1 En Hij zeide tot mij: Mensenkind, sta op uw voeten, en Ik zal met u spreken.
2 Zo kwam in mij, als Hij tot mij sprak, de Geest, Die mij stelde op mijn voeten; en ik hoorde Dien, Die tot mij sprak.
3 En Hij zeide tot mij: Mensenkind! Ik zend u tot de kinderen Israels, tot de rebellerende volken, die tegen Mij gerebelleerd hebben; zij en hun vaderen hebben overtreden tegen Mij tot op dezen zelven huidigen dag.
4 En deze kinderen zijn hard van aangezicht, en stijf van hart; Ik zend u tot hen, en gij zult tot hen zeggen: Zo zegt de Heere HEERE!
5 En zij, hetzij dat zij het horen zullen, of hetzij dat zij het laten zullen (want zij zijn een wederspannig huis), zo zullen zij weten, dat een profeet in het midden van hen geweest is.
6 En gij, mensenkind! vrees niet voor hen, en vrees niet voor hun woorden, hoewel wederwilligen en doornen bij u zijn, en gij bij schorpioenen woont; vrees voor hun woorden niet, en ontzet u niet voor hun aangezicht, want zij zijn een wederspannig huis.

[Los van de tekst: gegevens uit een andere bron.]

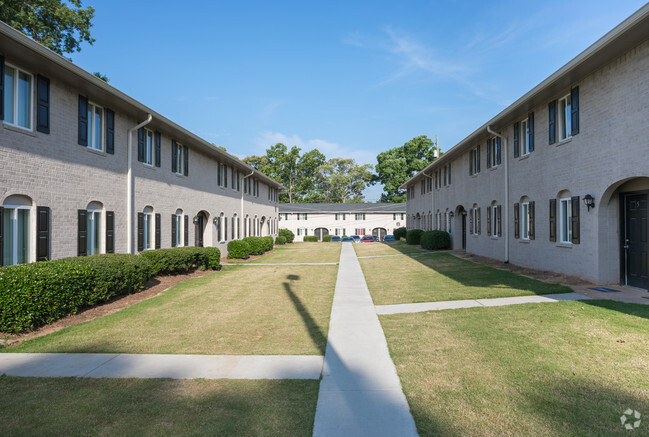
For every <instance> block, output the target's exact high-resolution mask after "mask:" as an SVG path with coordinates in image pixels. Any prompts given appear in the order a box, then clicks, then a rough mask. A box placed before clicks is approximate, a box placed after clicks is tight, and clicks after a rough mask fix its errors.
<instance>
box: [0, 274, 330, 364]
mask: <svg viewBox="0 0 649 437" xmlns="http://www.w3.org/2000/svg"><path fill="white" fill-rule="evenodd" d="M336 275H337V266H290V267H281V266H234V267H225V268H224V269H223V271H221V272H216V273H213V274H210V275H207V276H204V277H201V278H196V279H191V280H188V281H185V282H182V283H180V284H178V285H176V286H174V287H172V288H170V289H169V290H167V291H165V292H163V293H162V294H161V295H160V296H157V297H154V298H152V299H149V300H146V301H144V302H140V303H139V304H136V305H133V306H131V307H129V308H126V309H124V310H122V311H119V312H117V313H114V314H111V315H109V316H106V317H102V318H98V319H94V320H91V321H89V322H85V323H80V324H78V325H74V326H70V327H68V328H65V329H62V330H61V331H58V332H55V333H53V334H50V335H46V336H43V337H40V338H35V339H33V340H28V341H25V342H23V343H22V344H20V345H18V346H15V347H8V348H4V349H2V351H3V352H116V353H117V352H119V353H152V354H167V353H169V354H175V353H178V354H181V353H183V354H248V355H256V354H264V355H275V354H289V355H293V354H295V355H299V354H307V355H324V350H325V346H326V336H327V332H328V329H329V316H330V313H331V305H332V302H333V294H334V287H335V281H336Z"/></svg>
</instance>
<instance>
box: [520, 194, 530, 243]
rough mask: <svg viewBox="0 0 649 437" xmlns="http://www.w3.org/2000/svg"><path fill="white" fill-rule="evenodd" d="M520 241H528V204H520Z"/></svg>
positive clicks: (529, 224) (529, 227) (528, 206)
mask: <svg viewBox="0 0 649 437" xmlns="http://www.w3.org/2000/svg"><path fill="white" fill-rule="evenodd" d="M520 228H521V239H523V240H529V239H530V203H529V202H523V203H521V217H520Z"/></svg>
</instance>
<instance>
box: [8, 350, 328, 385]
mask: <svg viewBox="0 0 649 437" xmlns="http://www.w3.org/2000/svg"><path fill="white" fill-rule="evenodd" d="M323 362H324V357H322V356H317V355H150V354H42V353H31V354H15V353H6V354H5V353H2V354H0V375H2V374H6V375H10V376H35V377H66V376H77V377H87V378H172V379H195V378H205V379H319V378H320V374H321V372H322V366H323Z"/></svg>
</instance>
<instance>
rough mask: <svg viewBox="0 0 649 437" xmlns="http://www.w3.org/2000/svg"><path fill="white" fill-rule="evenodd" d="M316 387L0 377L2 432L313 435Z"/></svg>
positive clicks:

7 Maar gij zult Mijn woorden tot hen spreken, hetzij dat zij horen zullen, of hetzij dat zij het laten zullen; want zij zijn wederspannig.
8 Doch gij, mensenkind, hoor hetgeen Ik tot u spreek; wees gij niet wederspannig, gelijk dat wederspannig huis; open uw mond, en eet, wat Ik u geef.
9 Toen zag ik, en ziet, er was een hand tot mij uitgestoken; en ziet, daarin was de rol eens boeks.
10 En Hij spreidde die voor mijn aangezicht uit; en zij was beschreven voor en achter; en daarin waren geschreven klaagliederen, en zuchting, en wee.
1 Filho do homem, dizia-me, fica de pé, porque eu te falo!
2 Enquanto ela me falava, entrou o espírito em mim, e me fez ficar de pé; então ouvi aquele que me falava.
3 Filho do homem, dizia-me, envio-te aos israelitas, a essa nação de rebeldes, revoltada contra mim, a qual, do mesmo modo que seus pais, vem pecando contra mim até este dia.
4 É a esses filhos de testa dura e de coração insensível que te envio, para lhes dizer: oráculo do Senhor Javé.
5 Quer te ouçam ou não {pois é uma raça indomável}, hão de ficar sabendo que há um profeta no meio deles!
6 Quanto a ti, filho do homem, não os temas, nem te arreceies dos seus intentos, conquanto estejas entre moitas de abrolhos e de espinhos e vivas entre escorpiões; não te deixes intimidar por suas palavras, nem te espantes com sua atitude, porque é uma raça rebelde.
7 Tu lhes transmitirás os meus oráculos, quer te dêem ouvidos ou não; é uma raça pertinaz.
8 E tu, filho do homem, escuta o que eu te digo: não sejas rebelde, como essa raça de rebelados. Abre a boca e come o que te vou dar.
9 Olhei e vi avançando para mim uma mão, que segurava um manuscrito enrolado,
10 que foi desdobrado diante de mim: estava coberto com escrita de um e de outro lado: eram cânticos de luto, de queixumes e de gemidos.